Fraudsters can use this app to steal your money: RBI
Amid increasing cases of online fraud, the Reserve Bank of India (RBI) has issued an advisory warning about an app that can wipe your accounts clean. The app, called AnyDesk, relies on remote access and can easily be used to steal money from the wallets and UPI accounts of unsuspecting users. Here's how it can be used to fool you.
First, an attacker may social engineer you to download AnyDesk
According to RBI, a fraudster may employ different mechanisms, including social engineering, to trick you into downloading AnyDesk. They may pose as a bank employee and promise you monetary rewards or claim that your card will be blocked if the application is not downloaded. To sound legit, the scammer may even verify your publicly-accessible or stolen information like DOB/Aadhaar number.

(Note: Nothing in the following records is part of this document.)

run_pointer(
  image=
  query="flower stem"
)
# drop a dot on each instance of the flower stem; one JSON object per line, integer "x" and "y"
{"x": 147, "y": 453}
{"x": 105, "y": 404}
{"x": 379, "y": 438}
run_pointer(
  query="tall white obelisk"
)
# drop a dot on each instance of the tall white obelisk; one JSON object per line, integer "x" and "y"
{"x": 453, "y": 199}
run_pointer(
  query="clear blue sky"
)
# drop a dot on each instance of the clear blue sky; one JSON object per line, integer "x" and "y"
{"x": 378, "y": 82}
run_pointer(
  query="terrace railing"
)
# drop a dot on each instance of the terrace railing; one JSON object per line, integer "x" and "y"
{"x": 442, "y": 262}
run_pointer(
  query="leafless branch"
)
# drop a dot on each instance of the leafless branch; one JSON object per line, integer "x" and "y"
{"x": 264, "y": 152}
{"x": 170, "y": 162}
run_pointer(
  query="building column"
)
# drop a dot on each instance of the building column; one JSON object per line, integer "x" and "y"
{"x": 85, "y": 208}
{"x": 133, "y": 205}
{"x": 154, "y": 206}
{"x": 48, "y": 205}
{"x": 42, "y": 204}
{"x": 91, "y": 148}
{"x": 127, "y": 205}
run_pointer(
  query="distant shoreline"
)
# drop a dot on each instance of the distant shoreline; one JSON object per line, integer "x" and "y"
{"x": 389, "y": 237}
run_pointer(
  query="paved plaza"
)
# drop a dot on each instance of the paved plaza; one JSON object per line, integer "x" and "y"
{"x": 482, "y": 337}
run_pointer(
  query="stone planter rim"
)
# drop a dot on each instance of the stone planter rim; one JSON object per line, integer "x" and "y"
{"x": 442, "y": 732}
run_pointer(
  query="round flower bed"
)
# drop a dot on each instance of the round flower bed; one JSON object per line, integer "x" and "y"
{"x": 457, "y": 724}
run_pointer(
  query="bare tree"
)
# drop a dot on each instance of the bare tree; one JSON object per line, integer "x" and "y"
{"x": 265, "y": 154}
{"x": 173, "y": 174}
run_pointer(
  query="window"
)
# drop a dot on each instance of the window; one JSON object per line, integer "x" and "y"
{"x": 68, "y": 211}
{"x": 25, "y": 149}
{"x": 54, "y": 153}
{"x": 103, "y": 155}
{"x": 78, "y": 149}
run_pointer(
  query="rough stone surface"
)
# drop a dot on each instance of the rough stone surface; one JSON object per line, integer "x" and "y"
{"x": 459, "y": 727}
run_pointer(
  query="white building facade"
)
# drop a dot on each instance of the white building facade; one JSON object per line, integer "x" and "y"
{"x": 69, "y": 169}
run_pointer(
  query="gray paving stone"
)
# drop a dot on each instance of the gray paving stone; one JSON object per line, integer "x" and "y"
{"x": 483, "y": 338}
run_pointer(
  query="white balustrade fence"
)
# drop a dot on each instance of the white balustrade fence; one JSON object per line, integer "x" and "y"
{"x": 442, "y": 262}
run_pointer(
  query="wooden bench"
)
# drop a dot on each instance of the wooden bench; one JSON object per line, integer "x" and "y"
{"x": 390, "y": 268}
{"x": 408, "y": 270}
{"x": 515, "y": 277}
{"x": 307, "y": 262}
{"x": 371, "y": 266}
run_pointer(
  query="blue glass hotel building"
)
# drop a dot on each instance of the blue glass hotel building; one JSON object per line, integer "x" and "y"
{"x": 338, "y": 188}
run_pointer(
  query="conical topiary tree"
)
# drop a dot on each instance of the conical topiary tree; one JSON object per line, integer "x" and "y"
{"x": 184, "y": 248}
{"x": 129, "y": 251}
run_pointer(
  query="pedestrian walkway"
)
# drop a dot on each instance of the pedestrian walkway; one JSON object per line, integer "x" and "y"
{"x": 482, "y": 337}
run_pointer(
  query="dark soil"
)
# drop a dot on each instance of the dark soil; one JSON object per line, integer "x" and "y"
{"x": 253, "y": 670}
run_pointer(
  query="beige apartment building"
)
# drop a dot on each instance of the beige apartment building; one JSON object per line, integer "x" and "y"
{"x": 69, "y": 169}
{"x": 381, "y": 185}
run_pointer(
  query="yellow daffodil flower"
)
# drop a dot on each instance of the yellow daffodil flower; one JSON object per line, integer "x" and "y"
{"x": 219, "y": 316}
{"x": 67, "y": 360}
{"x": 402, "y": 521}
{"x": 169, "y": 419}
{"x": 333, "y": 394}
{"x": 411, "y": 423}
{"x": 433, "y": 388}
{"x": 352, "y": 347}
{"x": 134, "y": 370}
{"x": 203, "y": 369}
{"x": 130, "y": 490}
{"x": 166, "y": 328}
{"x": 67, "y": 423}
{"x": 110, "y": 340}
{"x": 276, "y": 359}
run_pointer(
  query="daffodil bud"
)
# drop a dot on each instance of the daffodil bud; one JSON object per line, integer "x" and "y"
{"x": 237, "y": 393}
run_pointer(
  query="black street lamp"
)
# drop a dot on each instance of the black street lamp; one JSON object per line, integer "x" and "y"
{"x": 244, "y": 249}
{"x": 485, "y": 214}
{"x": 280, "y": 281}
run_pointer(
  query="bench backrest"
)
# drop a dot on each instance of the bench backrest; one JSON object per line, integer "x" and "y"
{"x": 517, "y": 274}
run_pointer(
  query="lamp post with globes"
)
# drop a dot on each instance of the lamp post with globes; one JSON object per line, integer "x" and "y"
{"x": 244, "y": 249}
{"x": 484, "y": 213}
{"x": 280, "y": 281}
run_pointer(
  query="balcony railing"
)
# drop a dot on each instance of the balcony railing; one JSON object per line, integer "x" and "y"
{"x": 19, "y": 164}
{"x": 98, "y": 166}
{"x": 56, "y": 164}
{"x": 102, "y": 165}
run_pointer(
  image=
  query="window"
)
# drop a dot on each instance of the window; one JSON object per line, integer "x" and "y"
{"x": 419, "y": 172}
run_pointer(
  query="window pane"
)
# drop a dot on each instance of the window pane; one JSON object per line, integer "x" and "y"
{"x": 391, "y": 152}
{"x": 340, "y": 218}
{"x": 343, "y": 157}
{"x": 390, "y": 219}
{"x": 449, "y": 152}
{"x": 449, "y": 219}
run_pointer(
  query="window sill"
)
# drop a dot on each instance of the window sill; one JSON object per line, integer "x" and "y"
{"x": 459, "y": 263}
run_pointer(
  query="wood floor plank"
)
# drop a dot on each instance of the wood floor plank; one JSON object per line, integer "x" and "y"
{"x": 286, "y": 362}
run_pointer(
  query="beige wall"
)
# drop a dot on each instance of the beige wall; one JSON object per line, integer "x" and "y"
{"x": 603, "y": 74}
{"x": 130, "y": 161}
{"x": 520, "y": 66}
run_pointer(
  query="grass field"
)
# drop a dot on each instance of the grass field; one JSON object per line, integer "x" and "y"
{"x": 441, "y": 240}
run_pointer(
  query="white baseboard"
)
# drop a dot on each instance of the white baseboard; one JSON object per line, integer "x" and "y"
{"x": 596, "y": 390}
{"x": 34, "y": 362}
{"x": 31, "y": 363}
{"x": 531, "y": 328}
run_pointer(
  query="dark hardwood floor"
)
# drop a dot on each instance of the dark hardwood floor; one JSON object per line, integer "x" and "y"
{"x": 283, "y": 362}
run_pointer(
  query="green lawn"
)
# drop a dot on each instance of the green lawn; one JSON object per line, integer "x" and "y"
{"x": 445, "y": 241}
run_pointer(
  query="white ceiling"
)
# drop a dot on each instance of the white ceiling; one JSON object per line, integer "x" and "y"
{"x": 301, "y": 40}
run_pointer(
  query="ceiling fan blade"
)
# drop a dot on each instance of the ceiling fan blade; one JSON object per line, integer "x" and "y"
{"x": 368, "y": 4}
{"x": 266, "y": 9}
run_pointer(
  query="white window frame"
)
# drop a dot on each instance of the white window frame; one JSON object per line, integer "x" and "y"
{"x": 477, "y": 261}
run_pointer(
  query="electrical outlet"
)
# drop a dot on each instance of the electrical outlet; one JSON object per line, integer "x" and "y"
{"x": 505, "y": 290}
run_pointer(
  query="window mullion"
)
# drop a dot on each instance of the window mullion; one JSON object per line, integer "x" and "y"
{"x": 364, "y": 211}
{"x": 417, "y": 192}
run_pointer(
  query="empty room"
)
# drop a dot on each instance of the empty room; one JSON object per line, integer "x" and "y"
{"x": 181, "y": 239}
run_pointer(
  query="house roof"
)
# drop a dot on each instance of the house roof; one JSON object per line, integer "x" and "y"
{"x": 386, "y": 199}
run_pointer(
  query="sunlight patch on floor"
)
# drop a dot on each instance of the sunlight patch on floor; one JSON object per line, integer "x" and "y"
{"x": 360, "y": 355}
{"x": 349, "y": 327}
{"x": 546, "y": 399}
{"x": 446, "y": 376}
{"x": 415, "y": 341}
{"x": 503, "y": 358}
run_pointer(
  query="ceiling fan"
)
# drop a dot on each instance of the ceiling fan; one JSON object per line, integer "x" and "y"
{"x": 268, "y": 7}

When you download AnyDesk, it takes control of your phone
Once the app is installed and run, it takes full control of the target's device. After this, the attacker requests the target to share a 9-digit code generated through the app and provide certain permissions to complete the 'reward' process. This code, when entered on the attacker's phone, hands over full control of the victim's device to the fraudster.
Then, the fraudster can steal money
With full control, the attacker can easily access the infected phone and the applications installed on it. As such, they can empty wallets that are without password protection or steal your UPI pin during a transaction. This could lead to major financial fraud and you will have absolutely no clue of what is happening behind the scenes.
However, such attacks can be avoided
Though the attack is more sophisticated than the conventional method of tricking a user into giving away their username and password, it can be avoided pretty easily. Basically, you have to remember that no bank ever asks to install an app for rewards or any other service. If someone calls and tries to get an app installed or request a code, hang up immediately!
Also, follow basic security practices
As an additional step, keep all the accounts on your phone secured with biometric or password protection and have an antivirus app installed. These precautions are pretty simple but can play a major role in thwarting hacking attempts.